In this notebook we present how to generate all results and then plot the figures. Finishing all experiments may be quite slow unless you have access to multiples CPUs. Consequently, we have included all finished results in the folder "experiment_results_local" such that you do not need to run all of them locally. If you just want to generate results, skip to "Generating results" below.

## Running experiments

In the cell below we define a config for the experiments to be executed. You may exclude "COBRAS" and "nCOBRAS" as they can be quite slow (nCOBRAS in particular).
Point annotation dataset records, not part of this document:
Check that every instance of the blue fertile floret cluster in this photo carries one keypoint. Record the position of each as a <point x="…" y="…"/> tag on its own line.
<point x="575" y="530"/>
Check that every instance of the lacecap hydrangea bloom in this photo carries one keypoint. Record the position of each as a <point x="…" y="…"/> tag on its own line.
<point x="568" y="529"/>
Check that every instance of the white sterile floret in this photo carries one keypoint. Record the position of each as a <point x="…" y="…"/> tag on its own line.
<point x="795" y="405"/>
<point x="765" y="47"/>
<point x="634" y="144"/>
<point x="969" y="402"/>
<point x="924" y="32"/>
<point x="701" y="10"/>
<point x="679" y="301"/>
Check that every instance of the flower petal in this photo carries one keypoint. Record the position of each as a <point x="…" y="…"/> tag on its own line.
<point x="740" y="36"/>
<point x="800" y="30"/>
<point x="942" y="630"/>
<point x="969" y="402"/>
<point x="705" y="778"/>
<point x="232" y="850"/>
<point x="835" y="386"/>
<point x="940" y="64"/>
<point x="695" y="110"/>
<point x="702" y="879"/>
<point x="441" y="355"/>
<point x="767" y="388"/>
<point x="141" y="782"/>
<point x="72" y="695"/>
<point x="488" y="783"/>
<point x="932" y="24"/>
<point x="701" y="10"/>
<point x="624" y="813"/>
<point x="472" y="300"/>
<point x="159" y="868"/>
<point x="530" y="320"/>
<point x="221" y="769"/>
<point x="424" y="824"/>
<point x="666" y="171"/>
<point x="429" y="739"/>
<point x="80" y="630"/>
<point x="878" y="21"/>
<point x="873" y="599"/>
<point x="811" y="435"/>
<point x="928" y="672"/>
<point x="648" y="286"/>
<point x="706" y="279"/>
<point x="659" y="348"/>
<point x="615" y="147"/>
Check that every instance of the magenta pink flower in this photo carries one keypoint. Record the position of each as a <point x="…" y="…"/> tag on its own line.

QECC is also the more interesting baseline since it is based on correlation clustering.

In [22]:
config = {
    "_experiment_name": "acc_experiment",
    "_num_repeats": 8,
    "_n_workers": 8,
    "_verbose": True,
    "_overwrite": False,

    "seed": [14],
    "batch_size": [0.001],
    "noise_level": [0.2, 0.4],
    "warm_start": [0],
    "K_init": 10,
    "sim_init": [0.1],
    "sim_init_type": ["random_clustering", "kmeans"],
    "acq_fn": ["unif", "uncert", "freq", "maxmin", "maxexp", "QECC", "COBRAS", "nCOBRAS"],
    "eps": [0.3],
    "beta": [1],
    "tau": [3],
    "num_maxmin_edges": -1,

    "dataset_name": ["synthetic", "20newsgroups", "cifar10", "mnist", "mushrooms", "cardiotocography", "ecoli", "forest_type_mapping", "user_knowledge", "yeast"],

    "dataset_n_samples": 500,
    "dataset_n_clusters": [10],
    "dataset_class_balance": [None],
    "dataset_class_sep": [1.5],
    "dataset_n_features": [10],
    "dataset_y_flip": [0],
}

Cell below generates a .json config file based on the config above. The options in "options_to_keep" correspond to options with more than one value: noise level (2 options), sim_init_type (2 options), acq_fn (8 options) and dataset_name (10 options). Each experiment is repeated 8 times.

In [23]:
from acc.experiment_data import ExperimentReader
er = ExperimentReader()
start_index = 1
start_index = er.generate_experiments(
    folder="../configs/acc_experiment",
    options_to_keep=["noise_level", "sim_init_type", "acq_fn", "dataset_name"],
    start_index=start_index, 
    **config
)

Run the following terminal command **when located in the root folder of the repository**. This runs all combinations of experiments in the above config file. In other words, 8 * 2 * 2 * 8 * 10 = 2560 jobs. The "_n_workers" specifies how many jobs to run in parallel (i.e., how many cores of your CPU to use). See bottom of notebook for how to parellelize this across multiple CPUs, as this will be very slow on one CPU. Alternatively, you can modify the config to only run the jobs you are interested in.

In [None]:
!python acc/run_experiments.py --config=configs/acc_experiment/experiment1.json

## Generating results

After the command above finishes all experiment results is saved to the folder "experiment_results_local". Because this can be slow, we have already finished the experiments and placed the results in the folder "experiment_results". We now illustrate how plots can be generated based on the results. After running the two cells below, plots for all datasets (and other parameters) can be found in "../plots/acc_experiment/". You can modify the config if you only want to generate results for a subset of the experiments.

In [12]:
from acc.experiment_data import ExperimentReader
er = ExperimentReader(metrics=["rand", "ami", "num_repeat_queries", "num_violations", "time_select_batch"])
data = er.read_all_data(folder="../experiment_results/acc_experiment")

# uncomment to load data from your locally executed experiments
#data = er.read_all_data(folder="../experiment_results_local/acc_experiment")

In [21]:
data[data["acq_fn"] == "QECC"].iloc[15]["rand"][0]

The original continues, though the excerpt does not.